The gas was out all day too and I had been playing phone tag with the gas company office, wondering when someone was going to show up. Finally near the end of the day gas guy comes in big truck, difficult to back up in driveway up hill, and he's in a very hostile mood, won't even talk or look at me, I'm sure because office has caused him to have to make this end-of-the-day call to so remote and troublesome a place, when he ought to be by now on his way home. A rough-looking fellow, sullen, sturdy in big rubber boots and a baseball cap pulled low over his eyes, gray hair fluffing out around its edges. I stick to him like glue because I am sure he'll bust something with his anger and frustration and impatience so strong within him, also I feel genuinely sorry for him and for the trouble this is doubtlessly causing him, as well as wanting to make sure he doesn't run away without lighting all the pilot lights. He fills the tank up, big heavy rubber hose, rushes around to light some pilot lights, in a fury stomping in and out of the house grumbling and grunting but it doesn't work, doesn't hold gas, gas is escaping somewhere somehow, there is certainly a leak somewhere along the line, he doesn't know where, he is a truck driver, not a repairman, I ought to call a repairman because he doesn't know, it is not his job to know, he is after all a truck driver and not a repair expert, and there are ten minutes more that the office is open and I ought to call right now to get a repair person out here. Though I'd called the office starting at 8 a.m. the driver, as he told me, was not informed of this call till 4 p.m., the people in the office having assured me that I couldn't be out of gas though I knew that I was. Out of gas is not that hard to determine when all gas appliances do not work and all pilot lights have gone out. But again I call the office — no repair person available and no advice to be had, must call tomorrow when there will be such a person available - possibly — but then the phone rings again and it is the gas company boss who has words with the disgruntled gas guy requiring him to (as the gas guy repeats the words out loud) "start over and try it again?" "I'm going to start over and try it again," is the first complete sentence gas guy now says to me. Which he does do. 

Meanwhile, all this while I'm following him around everywhere he goes, expressing my sympathy and apology sometimes with words, sometimes with soft grunts or groans, holding flashlight for him, going and fetching tools he needs, doing it all eagerly and energetically, like I used to do for Katagiri Roshi when I acted as his attendant years ago.

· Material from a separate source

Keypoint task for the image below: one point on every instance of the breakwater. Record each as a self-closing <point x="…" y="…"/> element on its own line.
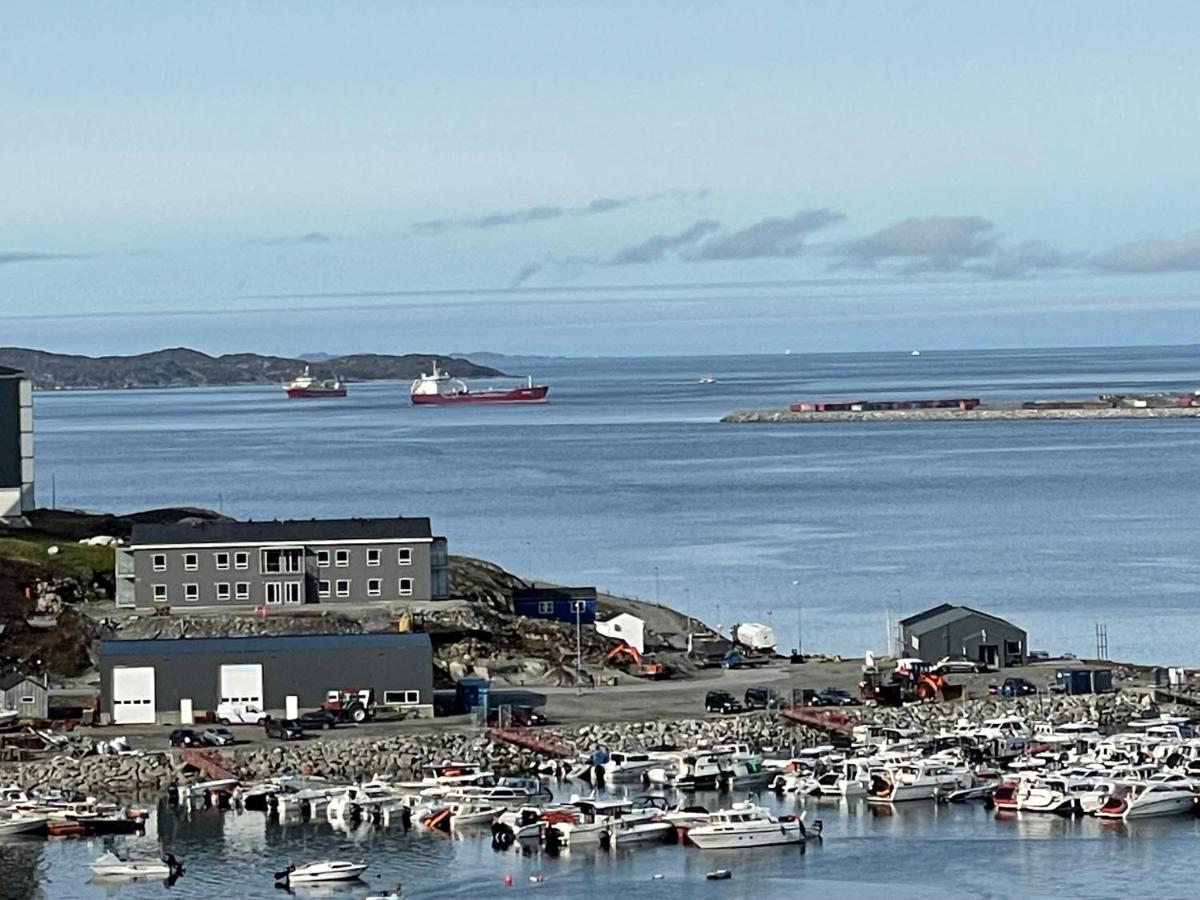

Gas guy softening a little bit as we go along. He lights all the pilot lights, which now are working, but the one for hot water heater in house won't light. It is newer and complicated. Instructions and safety information too long to read. Gas guy getting again impatient. I tell him, look, you been here a long time, almost everything is working, we can figure this one out, don't worry, thanks, thanks, it's fine, and ok he runs back out the door to the truck (he's been running from place to place this whole time, eager to get this over with) to get ready to finally be getting out of here and going home. Just as he does this though the hot water heater pilot light decides to kick in — so the job is complete and successful! — and I run out to tell him this so he'll know before he takes off, and he, for the first time, breaks into a wide smile, tells me his name, asks for mine, and says, as he leaves and waves, "thanks!" in an ebullient tone of voice. 

Proving again the transformative power of loving kindness, compassion, sympathetic joy, and equanimity that we've been studying about in the Dharma Seminar this month.